Originally posted on February 12, 2019 at DaTechGuy Blog.



Earlier today [sic] I said this:



It was in reference to Senator Kamala Harris (D-CA) expounding on her experiences with weed, Tupac, Snoop, and time travel, but I consider it a timeless aphorism — especially when we’re talking about ideologues pandering to a desired constituency.

Unskilled pandering happens all the time with politicians from both parties, but I want to compare my observation to something Chelsea Clinton ran up the flagpole back in 2016 to see who was playing attention.
Chelsea Clinton, the daughter of pro-abortion [2016] presidential candidate Hillary Clinton, says she left the Baptist Church at the age of 6 because it has a strongly pro-life position opposing abortions.
Clinton made the comment at a recent fundraiser for Hillary Clinton in an attempt to address evangelicals who question her mother’s faith in God. She said she was upset when teachers in a Sunday School class talked about the wrongness of abortion.
“I find it quite insulting sometimes when people say to my mom, my dad or me . . . that they question our faith,’ said Chelsea. “I was raised in a Methodist church and I left the Baptist church before my dad did, because I didn’t know why they were talking to me about abortion when I was 6 in Sunday school — that’s a true story.”
Sure, Chelsea, sure you did.

It’s like this woman is an alien — and I don’t mean an illegal one – wearing a human suit.

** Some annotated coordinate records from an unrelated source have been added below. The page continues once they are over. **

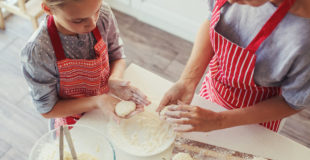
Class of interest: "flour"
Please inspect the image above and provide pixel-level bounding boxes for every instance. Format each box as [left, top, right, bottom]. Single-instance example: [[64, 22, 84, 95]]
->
[[172, 152, 194, 160], [115, 101, 136, 117], [108, 110, 175, 156]]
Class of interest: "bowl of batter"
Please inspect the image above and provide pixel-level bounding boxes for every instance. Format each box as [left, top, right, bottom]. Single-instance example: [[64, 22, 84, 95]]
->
[[29, 125, 116, 160]]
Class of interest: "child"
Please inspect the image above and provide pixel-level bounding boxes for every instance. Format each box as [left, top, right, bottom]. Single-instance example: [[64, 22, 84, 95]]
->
[[158, 0, 310, 132], [22, 0, 149, 127]]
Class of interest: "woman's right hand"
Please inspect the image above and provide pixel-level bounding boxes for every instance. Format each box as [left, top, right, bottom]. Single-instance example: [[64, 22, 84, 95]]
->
[[156, 80, 196, 112]]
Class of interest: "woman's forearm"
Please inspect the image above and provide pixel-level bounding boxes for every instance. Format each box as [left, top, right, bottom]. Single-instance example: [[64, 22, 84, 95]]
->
[[109, 59, 126, 79], [220, 96, 299, 128], [180, 20, 214, 87]]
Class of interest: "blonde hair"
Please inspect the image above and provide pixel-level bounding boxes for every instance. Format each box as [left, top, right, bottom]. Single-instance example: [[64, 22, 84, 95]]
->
[[43, 0, 79, 7]]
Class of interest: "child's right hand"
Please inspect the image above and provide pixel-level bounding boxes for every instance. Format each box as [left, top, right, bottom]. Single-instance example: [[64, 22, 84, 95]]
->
[[95, 94, 121, 122]]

I’m not even bothering with the ridiculous notion that being pro-abortion is in any way compatible with true Christianity of whatever denomination. I’d rather point to something even more ridiculous. I want to know is …

Is there a formal process for a six-year-old to join or leave the Baptist Church or any other church organization? What if both of Chelsea’s parents wanted to stay at that church? Would she just say “BLEEP you, Mom and Dad; I’m not going?”

No six-year-old has agency on where and whether she is going to the church of her parent(s). And, while Chelsea’s parents certainly had the right to indoctrinate her with Leftist ideology inappropriately early, only a six-year-old savant would be able to properly process the concept and spiritual consequences of abortion.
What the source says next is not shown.